Episodic Policy Gradient
========================

The episodic policy gradient is a modified version of the :ref:`pg-label` in which the training sequence is merged with the execution of the environment's episode. In the original policy gradient, the agent executes a full episode and then, it not only interacts with it (except if performing a logging operation in the training environment). This is not a problem in deterministic environments such as :ref:`poe-label`, but it can be if the environment implements methods that simulate dynamic markets (such as state noise).

Therefore, to address this limitation, the episodic policy gradient algorithm was developed, changing the training sequence so that the the 6 steps of the training sequence of the :ref:`pg-label` are performed after the execution of every simulation step. Thus, the following training loop is implemented:

1. A simulation step is run, updating the replay buffer experiences.

2. The 6 training steps listed in :ref:`pg-label` are executed :code:`gradient_steps` times (this parameter can be set in the :code:`train` method).

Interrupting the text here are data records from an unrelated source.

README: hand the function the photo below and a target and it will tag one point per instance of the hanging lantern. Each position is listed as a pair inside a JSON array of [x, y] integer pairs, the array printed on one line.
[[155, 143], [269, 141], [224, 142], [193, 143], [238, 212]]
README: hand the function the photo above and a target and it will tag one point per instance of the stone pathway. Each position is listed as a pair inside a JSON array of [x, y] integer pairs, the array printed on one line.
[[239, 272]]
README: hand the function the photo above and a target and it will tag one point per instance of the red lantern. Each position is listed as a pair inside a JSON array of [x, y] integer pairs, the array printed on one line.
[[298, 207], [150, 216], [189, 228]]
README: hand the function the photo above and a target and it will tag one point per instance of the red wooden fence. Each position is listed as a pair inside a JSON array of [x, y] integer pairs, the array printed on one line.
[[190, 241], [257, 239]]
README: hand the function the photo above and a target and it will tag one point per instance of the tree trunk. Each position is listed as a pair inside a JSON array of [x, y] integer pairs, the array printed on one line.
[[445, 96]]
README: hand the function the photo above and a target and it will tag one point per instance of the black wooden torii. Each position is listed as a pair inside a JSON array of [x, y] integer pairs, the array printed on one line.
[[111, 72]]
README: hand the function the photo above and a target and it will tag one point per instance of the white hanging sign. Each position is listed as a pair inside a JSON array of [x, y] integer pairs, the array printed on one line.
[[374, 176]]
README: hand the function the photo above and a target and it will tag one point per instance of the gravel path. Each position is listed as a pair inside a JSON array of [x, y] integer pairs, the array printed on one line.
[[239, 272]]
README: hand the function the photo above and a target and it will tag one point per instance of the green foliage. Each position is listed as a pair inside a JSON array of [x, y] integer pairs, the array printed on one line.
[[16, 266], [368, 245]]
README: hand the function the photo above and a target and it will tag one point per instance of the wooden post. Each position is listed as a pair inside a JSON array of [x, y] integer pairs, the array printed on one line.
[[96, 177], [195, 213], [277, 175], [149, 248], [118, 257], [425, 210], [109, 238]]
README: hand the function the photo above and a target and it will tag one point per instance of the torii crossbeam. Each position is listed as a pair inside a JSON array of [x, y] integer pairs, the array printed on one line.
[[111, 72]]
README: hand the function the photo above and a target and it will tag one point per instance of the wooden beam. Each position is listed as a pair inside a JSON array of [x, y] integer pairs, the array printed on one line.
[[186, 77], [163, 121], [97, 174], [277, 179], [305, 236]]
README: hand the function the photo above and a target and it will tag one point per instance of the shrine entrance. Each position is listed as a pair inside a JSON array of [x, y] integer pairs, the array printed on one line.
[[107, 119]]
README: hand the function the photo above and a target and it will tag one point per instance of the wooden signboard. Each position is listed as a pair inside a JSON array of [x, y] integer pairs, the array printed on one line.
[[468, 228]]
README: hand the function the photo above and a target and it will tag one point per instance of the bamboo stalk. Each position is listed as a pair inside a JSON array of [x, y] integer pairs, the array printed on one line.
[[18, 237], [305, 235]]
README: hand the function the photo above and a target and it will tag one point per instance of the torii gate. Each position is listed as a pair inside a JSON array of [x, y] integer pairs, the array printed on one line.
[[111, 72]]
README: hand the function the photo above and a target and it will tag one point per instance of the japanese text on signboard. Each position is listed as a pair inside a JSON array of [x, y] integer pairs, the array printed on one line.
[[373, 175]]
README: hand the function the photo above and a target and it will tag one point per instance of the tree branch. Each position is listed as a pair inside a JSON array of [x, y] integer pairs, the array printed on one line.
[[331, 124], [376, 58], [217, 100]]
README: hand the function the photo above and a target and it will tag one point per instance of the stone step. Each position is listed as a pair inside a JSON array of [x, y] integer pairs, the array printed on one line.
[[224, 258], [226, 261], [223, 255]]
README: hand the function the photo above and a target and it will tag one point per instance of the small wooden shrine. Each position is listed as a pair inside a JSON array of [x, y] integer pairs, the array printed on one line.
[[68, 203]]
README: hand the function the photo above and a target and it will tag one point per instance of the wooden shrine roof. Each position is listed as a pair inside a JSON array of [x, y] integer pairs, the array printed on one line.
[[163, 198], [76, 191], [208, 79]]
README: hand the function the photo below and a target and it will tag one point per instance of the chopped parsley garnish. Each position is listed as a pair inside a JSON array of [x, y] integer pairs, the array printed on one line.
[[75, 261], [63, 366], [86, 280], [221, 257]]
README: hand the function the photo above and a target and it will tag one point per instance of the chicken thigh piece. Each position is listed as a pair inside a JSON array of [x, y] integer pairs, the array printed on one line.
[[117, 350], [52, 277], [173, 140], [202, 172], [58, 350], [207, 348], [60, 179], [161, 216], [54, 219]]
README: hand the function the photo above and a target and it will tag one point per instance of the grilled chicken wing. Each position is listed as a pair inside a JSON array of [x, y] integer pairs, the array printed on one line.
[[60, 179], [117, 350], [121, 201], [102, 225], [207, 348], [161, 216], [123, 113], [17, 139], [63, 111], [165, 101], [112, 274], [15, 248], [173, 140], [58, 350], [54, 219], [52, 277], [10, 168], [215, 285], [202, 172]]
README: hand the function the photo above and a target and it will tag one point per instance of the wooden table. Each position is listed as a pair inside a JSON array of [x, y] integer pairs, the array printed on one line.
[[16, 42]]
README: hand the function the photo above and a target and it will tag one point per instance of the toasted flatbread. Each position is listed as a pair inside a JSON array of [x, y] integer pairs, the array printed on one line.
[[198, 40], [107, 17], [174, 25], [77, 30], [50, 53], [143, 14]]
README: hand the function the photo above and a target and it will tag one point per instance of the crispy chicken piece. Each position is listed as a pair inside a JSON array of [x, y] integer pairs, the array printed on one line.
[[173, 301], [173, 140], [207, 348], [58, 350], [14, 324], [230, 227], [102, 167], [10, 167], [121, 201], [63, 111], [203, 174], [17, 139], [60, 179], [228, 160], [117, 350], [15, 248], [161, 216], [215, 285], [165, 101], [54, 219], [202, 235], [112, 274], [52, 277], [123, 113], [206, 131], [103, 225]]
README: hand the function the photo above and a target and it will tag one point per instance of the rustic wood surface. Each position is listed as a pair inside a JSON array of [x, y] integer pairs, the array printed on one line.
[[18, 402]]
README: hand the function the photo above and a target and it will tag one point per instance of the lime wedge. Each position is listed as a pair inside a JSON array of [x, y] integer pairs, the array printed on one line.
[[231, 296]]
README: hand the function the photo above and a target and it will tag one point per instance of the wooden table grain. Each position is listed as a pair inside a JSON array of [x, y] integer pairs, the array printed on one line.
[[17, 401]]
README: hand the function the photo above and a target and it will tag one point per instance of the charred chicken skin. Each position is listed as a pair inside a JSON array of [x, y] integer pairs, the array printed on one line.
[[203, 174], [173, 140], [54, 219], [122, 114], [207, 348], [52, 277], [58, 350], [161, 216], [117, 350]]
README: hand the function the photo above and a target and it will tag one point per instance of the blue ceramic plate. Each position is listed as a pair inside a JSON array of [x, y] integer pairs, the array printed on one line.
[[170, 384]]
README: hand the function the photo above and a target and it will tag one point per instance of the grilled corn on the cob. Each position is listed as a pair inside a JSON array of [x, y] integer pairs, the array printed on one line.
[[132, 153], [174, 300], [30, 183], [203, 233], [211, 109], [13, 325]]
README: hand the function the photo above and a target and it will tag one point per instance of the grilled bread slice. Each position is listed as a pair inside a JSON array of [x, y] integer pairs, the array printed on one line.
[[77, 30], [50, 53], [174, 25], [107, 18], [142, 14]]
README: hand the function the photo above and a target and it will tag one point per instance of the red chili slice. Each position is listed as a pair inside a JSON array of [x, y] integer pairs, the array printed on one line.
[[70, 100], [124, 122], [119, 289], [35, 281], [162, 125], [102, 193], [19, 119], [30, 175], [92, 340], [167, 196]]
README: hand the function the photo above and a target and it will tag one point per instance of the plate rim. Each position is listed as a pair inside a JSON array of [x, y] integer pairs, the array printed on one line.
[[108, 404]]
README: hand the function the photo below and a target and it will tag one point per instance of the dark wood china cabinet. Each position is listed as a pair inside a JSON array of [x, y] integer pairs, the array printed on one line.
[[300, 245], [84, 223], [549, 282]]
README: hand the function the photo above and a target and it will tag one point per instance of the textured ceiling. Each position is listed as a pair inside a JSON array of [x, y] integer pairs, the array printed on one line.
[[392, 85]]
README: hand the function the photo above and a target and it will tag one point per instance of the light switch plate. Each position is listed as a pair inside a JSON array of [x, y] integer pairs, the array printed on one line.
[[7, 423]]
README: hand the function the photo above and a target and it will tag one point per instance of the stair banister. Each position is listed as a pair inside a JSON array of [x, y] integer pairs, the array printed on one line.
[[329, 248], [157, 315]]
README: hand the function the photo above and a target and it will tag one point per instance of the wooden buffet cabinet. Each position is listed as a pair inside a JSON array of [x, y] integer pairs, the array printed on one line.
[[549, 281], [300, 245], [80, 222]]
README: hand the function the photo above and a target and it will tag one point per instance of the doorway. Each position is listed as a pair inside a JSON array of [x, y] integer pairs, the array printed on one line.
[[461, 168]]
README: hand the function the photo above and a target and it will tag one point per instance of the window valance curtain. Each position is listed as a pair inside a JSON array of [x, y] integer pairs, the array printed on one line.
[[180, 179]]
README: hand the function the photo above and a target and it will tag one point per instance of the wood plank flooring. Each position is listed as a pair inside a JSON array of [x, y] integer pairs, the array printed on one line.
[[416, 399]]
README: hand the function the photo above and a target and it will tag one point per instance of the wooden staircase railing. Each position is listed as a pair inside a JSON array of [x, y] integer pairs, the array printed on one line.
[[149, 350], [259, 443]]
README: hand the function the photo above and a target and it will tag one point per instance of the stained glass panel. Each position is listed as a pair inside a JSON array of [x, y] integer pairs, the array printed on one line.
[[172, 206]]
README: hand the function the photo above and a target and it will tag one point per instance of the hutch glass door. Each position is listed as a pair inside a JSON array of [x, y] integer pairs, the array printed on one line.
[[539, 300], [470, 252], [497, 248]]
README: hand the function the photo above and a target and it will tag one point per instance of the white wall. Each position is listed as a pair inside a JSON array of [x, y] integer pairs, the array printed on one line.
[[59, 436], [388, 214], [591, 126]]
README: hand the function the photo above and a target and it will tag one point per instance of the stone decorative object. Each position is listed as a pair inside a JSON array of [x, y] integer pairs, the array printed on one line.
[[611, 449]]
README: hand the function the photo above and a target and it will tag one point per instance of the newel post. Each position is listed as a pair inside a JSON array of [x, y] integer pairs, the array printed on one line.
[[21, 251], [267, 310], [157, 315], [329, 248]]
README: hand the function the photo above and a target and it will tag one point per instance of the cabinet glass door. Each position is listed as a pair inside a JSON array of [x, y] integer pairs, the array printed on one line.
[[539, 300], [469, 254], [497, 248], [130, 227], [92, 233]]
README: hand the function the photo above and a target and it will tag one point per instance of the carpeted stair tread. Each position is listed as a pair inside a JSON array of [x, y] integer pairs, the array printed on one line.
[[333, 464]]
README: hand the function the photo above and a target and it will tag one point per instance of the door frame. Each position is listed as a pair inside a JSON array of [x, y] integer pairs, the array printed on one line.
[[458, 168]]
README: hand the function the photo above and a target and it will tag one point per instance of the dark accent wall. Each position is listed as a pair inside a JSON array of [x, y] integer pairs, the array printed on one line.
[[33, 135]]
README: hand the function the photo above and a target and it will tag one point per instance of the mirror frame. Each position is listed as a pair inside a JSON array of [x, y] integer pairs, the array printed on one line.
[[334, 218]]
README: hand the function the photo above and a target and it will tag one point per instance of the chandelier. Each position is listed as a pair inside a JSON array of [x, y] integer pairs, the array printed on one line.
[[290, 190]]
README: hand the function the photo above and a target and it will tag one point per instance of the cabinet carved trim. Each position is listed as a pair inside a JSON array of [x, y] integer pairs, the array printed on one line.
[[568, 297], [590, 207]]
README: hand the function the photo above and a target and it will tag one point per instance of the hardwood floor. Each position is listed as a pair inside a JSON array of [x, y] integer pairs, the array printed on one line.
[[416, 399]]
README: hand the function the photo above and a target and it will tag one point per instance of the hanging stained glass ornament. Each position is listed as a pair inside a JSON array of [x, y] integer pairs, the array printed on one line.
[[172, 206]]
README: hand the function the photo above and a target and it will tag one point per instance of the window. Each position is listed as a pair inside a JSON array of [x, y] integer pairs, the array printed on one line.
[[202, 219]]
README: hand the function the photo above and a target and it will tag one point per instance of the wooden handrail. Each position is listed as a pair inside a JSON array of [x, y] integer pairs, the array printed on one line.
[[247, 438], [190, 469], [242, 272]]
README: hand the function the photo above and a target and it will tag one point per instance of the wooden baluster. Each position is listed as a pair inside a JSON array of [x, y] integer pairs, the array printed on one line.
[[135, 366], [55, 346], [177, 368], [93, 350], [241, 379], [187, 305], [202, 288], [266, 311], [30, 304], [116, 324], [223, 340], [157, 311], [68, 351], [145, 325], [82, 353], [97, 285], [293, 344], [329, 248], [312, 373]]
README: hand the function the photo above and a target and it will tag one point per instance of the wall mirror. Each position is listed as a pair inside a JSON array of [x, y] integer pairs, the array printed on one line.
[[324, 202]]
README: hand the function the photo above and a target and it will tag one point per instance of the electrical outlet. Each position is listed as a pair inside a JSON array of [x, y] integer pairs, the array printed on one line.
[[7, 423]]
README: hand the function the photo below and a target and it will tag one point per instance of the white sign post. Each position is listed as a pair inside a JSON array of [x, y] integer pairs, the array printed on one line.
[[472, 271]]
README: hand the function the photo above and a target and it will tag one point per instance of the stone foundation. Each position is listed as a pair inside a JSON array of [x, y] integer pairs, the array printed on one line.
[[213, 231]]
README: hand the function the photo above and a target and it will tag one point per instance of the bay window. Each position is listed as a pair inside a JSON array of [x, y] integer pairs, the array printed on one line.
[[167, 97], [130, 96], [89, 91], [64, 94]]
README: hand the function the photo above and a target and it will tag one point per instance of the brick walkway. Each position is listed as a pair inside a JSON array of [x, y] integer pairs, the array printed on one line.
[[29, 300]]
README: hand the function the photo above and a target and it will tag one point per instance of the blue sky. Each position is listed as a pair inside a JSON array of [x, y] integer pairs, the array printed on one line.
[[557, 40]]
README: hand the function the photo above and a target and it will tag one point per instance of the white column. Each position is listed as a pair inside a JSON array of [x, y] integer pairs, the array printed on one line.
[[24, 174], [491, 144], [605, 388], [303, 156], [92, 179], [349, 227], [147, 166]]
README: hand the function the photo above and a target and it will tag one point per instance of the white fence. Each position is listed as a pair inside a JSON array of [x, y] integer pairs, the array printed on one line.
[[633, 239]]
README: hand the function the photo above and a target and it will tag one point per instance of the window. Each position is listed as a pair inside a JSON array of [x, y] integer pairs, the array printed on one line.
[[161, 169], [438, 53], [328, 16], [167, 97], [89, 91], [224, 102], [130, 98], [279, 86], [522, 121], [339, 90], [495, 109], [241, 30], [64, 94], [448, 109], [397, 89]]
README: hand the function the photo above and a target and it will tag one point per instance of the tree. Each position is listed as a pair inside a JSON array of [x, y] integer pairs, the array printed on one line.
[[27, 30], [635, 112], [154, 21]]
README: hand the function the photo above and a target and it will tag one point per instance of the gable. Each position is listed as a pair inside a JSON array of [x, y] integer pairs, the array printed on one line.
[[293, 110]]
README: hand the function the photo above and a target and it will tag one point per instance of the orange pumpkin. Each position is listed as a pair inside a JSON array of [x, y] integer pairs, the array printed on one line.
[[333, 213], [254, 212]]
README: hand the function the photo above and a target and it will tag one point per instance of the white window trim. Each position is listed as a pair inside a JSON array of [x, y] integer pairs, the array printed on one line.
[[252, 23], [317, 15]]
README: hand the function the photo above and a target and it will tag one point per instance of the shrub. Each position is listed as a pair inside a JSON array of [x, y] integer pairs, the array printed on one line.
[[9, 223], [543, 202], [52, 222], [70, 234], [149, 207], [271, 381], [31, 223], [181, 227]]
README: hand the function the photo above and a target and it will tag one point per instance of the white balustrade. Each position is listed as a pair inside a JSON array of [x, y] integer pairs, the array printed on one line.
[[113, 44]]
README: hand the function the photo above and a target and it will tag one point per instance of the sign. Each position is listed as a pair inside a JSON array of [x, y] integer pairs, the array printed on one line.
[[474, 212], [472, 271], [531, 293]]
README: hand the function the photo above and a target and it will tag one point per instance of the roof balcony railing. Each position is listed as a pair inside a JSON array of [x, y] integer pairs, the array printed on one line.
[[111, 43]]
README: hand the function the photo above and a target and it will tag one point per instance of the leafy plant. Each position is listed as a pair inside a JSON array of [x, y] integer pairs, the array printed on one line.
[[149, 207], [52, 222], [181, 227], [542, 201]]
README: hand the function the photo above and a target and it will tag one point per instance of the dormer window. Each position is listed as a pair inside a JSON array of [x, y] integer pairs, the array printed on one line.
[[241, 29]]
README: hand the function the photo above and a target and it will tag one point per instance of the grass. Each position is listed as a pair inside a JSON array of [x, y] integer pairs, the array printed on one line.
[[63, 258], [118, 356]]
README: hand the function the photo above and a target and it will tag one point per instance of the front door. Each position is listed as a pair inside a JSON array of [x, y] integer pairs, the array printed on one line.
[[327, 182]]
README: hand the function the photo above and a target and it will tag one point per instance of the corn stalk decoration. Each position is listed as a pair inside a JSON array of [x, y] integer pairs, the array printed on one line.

This algorithm is very similar to the test sequence of :ref:`pg-label`. Additionally, The testing sequence, validation sequence is identical to the original Policy Gradient approach.

.. note::

    The algorithm is called episodic because it needs to run for :code:`episodes` number of episodes.

Logging
-------

A difference between this algorithm and :ref:`pg-label` is that there is no need to set a validation period, since several episodes are run and the logging is performed automatically.